Als wir schliesslich in Stadel einfuhren, ging es Schlag auf Schlag:
Zuerst Ablad von Tim bei einem Schulfreund, dann brachte ich Nina zu ihren Freundinnen Leana und Delia, wo Franziska gleich mit ausstieg und zum Abendessen blieb. Derweil der rastlose Vater nach Kloten raste, wo Linda das Training ihrer früheren Unihocky-Mannschaft besuchen wollte. Die Wartezeit überbrückte ich bei einem Bier mit meinem Bruder in der Hilton Bar. Anschliessend Rückfahrt mit Linda zu einer Freunding in Stadel. Aber noch war meine Mission nicht erfüllt, ich musste weiter, Franziska wartete. Vor der Weiterfahrt noch kurz Kaffee und Fruchtsalat, dann verabschiedeten wir uns von Nina und fuhren ins nahe gelegene Bülach. Die Familie hatte sich nach zwei gemeinsamen Tagen wieder in Einzel-Elemente aufgelöst. Tim würde in den nächsten Tagen mit seinem Schulfreund für zwei Wochen nach Norddeutschland fliegen, Linda hatte die Absicht, mit ihrer Freundin nach Lausanne zu fahren. Einmal mehr trennten sich unsere Wege. Den Eltern blieb ein anregender Abend bei Michelle in Bülach. Ein Abend, der sich bei Schampus bis in die frühen Morgenstunden hinzog.

Rückreise
Die fünf Stunden Schlaf taten gut, mehr hätten allerdings noch besser getan. Doch Franziskas „Handy-Alarm“ mahnte uns unüberhörbar an geplante Besuche. Mit frischen Gipfeli tauchten wir vor der grossen Zehnuhrpause im Lehrerzimmer des Primarschulhauses Stadel auf. Franziska freute sich auf die Begegnung mit ehemaligen Kollegen und Kolleginnen aus ihrer Zeit als Schulpflegerin. Auch wenn die Zeit für solche Gespräche grundsätzlich immer zu knapp scheint, so sind diese Begegnungen stets etwas Besonderes, etwas Spannendes. Unzählige Dinge gibt es zu bereden, zu berichten, zu bereinigen oder auch zu bekennen. Doch die Pause war bald vorbei und die LehrerInnen zog es in ihre Schulzimmer.
Unser nächstes Ziel war des Pfarrers Haus hoch auf dem Stadlerberg. Für einmal war der Weitblick ins Zürcher Unterland im wahrsten Sinne des Wortes vernebelt und getrübt. Die gereichte „Wähe“ mundete deswegen nicht schlechter, doch auch hier blieb kaum ausreichend Zeit für die Bewältigung der zahlreichen Gesprächsthemen. So wirbelten denn zahlreiche Gedanken in unseren Köpfen als wir bereits wieder Richtung Bülach unterwegs waren.
Und bereits wenige Stunden später machte ich mich auf den Weg zum Flughafen Zürich, wo ich am Nachmittag – es regnete immer noch (oder schon wieder?) eine SWISS-Maschine nach Frankfurt bestieg. Dort war warten angesagt, der Anschlussflug nach Abu Dhabi startete erst kurz nach 23 Uhr.
Das gab mir Zeit zum Nachdenken. Zu meinem grossen Erstaunen, verfügt Etihad seit kurzer Zeit über eine brandneue „Diamond- und Pearl-Lounge“ mit allem, was des Reisenden Herz begehrt; Business-Center, Duschmöglichkeit, „Prayer Room“, Lesematerial, TV sowie diversen Snacks und Drinks. Natürlich alles „free of charge“.

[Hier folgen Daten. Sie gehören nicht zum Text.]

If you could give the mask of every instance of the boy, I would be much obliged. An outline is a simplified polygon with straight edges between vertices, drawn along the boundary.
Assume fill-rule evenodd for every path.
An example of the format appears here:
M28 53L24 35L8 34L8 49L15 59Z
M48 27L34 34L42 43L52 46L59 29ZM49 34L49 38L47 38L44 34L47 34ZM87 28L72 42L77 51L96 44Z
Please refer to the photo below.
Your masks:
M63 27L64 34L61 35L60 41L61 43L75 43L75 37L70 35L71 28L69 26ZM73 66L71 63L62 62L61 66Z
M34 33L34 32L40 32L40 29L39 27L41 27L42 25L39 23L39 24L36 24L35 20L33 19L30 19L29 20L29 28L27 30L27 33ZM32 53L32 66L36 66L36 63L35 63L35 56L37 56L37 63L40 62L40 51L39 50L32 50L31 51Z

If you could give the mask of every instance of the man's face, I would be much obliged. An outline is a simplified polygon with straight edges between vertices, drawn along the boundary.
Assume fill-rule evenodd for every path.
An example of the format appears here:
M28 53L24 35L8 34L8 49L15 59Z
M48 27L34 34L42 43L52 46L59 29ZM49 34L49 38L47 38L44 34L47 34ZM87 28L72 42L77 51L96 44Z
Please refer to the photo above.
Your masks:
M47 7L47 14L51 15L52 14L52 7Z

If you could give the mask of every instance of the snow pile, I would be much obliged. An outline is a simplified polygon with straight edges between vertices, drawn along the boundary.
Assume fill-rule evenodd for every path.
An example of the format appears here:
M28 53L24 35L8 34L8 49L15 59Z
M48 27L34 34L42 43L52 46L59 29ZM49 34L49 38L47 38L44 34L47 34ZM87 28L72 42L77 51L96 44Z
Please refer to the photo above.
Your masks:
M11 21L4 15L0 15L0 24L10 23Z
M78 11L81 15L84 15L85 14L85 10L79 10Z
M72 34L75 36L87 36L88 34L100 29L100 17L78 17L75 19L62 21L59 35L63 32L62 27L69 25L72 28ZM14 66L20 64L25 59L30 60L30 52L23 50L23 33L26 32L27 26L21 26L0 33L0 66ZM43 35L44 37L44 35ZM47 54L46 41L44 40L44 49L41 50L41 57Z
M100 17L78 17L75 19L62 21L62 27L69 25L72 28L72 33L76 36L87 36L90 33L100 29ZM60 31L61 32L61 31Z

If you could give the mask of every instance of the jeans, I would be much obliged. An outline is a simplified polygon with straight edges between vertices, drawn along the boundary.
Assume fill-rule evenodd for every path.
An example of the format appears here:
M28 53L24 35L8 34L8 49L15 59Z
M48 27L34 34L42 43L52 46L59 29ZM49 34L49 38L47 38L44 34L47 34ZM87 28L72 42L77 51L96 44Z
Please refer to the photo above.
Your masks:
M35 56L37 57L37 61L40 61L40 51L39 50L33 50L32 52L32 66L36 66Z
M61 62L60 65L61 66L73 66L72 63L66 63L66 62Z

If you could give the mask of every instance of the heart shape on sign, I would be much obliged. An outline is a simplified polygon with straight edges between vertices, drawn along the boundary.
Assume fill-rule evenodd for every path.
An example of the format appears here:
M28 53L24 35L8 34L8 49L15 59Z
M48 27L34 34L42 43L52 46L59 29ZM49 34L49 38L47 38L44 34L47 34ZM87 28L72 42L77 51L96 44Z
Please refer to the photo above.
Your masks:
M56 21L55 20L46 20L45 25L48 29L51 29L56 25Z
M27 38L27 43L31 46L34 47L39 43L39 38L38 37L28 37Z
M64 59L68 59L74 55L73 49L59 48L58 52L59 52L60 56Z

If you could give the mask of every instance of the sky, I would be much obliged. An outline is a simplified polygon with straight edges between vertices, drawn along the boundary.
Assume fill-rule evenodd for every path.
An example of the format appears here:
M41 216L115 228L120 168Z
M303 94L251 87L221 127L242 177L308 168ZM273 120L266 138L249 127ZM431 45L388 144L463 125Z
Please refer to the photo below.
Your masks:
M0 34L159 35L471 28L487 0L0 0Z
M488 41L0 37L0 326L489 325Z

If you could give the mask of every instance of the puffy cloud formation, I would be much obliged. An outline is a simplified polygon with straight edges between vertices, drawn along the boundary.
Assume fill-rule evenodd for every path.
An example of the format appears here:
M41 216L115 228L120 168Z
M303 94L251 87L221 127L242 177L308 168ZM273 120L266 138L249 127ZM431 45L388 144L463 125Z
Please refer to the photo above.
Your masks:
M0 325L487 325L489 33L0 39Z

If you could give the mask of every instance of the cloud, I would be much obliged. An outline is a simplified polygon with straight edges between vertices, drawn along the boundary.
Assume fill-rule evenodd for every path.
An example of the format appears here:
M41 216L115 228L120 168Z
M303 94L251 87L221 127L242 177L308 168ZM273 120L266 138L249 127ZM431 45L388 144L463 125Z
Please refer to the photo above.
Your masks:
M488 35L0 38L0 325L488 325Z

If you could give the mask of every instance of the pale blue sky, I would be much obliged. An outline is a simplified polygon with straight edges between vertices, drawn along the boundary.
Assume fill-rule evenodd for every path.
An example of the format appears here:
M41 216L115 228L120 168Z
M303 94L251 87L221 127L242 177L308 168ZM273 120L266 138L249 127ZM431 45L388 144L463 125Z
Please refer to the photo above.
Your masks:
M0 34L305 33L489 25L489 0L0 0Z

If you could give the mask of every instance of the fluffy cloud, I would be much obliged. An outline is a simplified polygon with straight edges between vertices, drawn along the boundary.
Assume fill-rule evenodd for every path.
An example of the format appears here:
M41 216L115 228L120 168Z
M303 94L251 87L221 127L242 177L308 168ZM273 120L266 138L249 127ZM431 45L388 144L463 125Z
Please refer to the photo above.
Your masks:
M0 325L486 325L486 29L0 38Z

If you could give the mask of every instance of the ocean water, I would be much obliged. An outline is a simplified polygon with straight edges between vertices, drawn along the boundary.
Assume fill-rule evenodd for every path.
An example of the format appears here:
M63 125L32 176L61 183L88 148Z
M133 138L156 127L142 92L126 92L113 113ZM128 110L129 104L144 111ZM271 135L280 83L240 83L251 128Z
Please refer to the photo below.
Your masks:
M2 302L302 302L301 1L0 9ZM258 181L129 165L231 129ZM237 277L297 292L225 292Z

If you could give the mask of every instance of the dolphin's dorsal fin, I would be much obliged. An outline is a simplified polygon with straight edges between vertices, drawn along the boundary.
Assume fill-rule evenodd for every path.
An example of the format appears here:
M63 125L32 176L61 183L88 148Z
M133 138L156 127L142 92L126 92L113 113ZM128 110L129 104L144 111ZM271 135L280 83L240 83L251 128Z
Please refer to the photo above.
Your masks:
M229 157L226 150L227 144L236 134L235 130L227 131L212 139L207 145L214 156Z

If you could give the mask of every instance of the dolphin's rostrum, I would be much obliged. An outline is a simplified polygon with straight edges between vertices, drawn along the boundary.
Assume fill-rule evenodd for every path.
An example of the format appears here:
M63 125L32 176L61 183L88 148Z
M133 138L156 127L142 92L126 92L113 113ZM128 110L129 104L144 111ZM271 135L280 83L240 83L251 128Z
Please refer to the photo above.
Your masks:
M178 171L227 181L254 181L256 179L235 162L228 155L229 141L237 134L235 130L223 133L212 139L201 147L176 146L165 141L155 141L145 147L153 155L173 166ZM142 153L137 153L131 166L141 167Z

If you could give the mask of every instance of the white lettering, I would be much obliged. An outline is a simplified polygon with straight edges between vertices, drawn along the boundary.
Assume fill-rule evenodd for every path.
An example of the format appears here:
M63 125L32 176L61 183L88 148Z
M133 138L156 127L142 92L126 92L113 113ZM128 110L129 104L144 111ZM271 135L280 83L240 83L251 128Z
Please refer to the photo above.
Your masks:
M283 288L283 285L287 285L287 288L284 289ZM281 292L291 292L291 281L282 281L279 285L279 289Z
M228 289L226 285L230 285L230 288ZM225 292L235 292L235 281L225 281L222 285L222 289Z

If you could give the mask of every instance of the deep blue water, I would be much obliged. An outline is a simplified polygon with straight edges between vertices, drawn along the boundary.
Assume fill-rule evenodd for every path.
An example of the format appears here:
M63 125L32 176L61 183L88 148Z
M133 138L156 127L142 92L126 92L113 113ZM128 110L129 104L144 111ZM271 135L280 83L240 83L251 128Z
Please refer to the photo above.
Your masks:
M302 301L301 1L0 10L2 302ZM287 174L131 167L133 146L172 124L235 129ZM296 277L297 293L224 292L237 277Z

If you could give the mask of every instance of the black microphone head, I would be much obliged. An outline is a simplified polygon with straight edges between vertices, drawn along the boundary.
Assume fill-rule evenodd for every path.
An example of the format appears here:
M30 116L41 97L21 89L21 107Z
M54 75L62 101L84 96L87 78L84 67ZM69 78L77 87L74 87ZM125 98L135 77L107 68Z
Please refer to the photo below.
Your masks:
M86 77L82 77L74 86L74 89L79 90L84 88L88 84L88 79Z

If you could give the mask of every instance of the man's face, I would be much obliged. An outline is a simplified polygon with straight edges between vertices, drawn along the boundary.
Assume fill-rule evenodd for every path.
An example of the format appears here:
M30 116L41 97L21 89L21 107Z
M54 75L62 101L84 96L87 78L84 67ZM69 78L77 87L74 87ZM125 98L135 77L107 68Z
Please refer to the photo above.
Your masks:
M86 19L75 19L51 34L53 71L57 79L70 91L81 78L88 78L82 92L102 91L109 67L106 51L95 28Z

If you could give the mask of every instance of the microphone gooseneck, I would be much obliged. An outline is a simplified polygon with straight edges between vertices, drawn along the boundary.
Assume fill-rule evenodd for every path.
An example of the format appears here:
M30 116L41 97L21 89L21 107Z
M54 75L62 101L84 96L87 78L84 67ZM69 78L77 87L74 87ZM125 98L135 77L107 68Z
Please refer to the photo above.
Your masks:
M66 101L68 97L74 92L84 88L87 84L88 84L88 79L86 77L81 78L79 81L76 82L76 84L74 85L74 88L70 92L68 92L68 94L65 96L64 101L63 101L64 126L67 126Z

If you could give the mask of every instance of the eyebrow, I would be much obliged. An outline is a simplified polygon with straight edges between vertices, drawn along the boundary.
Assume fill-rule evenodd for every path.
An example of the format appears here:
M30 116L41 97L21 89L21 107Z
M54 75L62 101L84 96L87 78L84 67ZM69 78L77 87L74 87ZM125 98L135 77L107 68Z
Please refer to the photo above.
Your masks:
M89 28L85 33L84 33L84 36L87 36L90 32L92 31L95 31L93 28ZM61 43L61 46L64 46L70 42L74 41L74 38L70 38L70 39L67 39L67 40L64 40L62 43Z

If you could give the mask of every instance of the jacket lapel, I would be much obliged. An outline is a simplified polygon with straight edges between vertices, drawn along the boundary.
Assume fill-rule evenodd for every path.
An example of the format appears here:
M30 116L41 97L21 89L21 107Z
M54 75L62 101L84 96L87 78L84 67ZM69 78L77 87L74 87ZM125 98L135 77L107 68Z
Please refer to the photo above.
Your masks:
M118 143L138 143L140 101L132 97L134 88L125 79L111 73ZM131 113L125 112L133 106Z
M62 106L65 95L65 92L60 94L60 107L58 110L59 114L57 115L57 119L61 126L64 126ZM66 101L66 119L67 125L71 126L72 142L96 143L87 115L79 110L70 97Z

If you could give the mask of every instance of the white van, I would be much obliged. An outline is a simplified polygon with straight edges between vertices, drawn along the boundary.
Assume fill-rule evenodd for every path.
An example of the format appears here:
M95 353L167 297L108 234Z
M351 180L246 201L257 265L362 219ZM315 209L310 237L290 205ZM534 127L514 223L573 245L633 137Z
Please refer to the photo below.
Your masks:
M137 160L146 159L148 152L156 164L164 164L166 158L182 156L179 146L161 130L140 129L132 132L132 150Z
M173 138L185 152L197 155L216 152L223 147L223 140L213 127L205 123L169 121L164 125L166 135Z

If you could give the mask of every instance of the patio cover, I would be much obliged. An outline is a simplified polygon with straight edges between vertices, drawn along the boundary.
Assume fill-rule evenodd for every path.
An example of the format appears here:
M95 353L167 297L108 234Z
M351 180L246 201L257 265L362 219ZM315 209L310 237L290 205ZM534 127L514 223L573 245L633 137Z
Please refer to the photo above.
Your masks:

Etihad-Lounge in Frankfurt


Besinnung
In diesem Umfeld versuchte ich, meine etwas durcheinander geratenen Sinne zu ordnen. Wie so oft half mir dabei das Niederschreiben meiner Eindrücke. Vieles hatte ich in diesen vier Tagen erlebt. Dabei schienen sich die Dinge immer wieder zu überstürzen, dass mir manchmal kaum Zeit zur Verarbeitung blieb.
Unser Familienleben hat sich unglaublich verändert. Einmal mehr wurde mir dies bewusst. Die vielen Trennungen kontrastieren stark mit einem neu entstandenen Zusammengehörigkeitsgefühl, das sämtlichen Distanzen trotzt. Dies hängt nicht nur mit den neuen Lebensumständen zusammen, sondern auch mit der Entwicklung der Kinder. Einer Entwicklung, so zumindest habe ich den Eindruck, die sich mit dem Umzug in die Emirate rapide beschleunigt hat. Dies zu realisieren, bereitet mir manchmal Mühe. Die Freude über die Selbstständigkeit des Nachwuchses vermischt sich mit den zwiespältigen Gefühlen, die mich beim Gedanken an ihren dereinstigen Auszug überkommen. Auch wenn ich glaube, dass unser momentaner Lebensstil mir dabei helfen wird.
Aber vorerst wird weiter geflogen. Morgen früh werde ich wieder in Abu Dhabi sein. Ich werde nach Hause fahren, den Koffer leeren, neu packen, etwas schlafen, duschen, die Unform anziehen und um Mitternacht wieder einchecken. Für den nächsten Flug – einmal mehr nach New York.

4 comments:

Anonymous said...

Mann, ein so langer Blo-eintrag und ich bin gerade mit einer Zeile erwähnt.
Unbelievable!
wie immer sehr schön geschrieben. Hoffe du überstehst die einsame Zeit.
regards
üse

nff said...

Noch nie einen Text gelesen, der so schön zwischen den Zeilen beschreibt, wie es sich anfühlt, wenn die Beine vor Müdigkeit schwerer und schwerer werden...

Der Satz mit der Wanker-Definition kommt im meine Zitatensammlung, eingereiht zwischen Peter Bichsel und Max Frisch.

Anonymous said...

Super schoen geschrieben!, I´m a spanish speaker but I can say with good German knowledge, some years ago working for Malaysian Air Lines as Cabin Crew.
Just to say that your style is very fresh, and so well explained that every thing is in the memory like in a screen. Your Blogger is genial!!!.
Just because we are moving to Abu Dhabi and on the way for some information... I found this incredible good writer.
saludos,
Monica

Anonymous said...

3 comments bringing me 3 positive feedbacks. thank you all - it's very much appreciated and at the same time also quite inspiring. I'll keep going...

For Monica all the best in Abu Dhabi! It's going to be a rich, interesting, fascinating but also demanding and challenging experience. But it's worth it, no doubt! Good luck.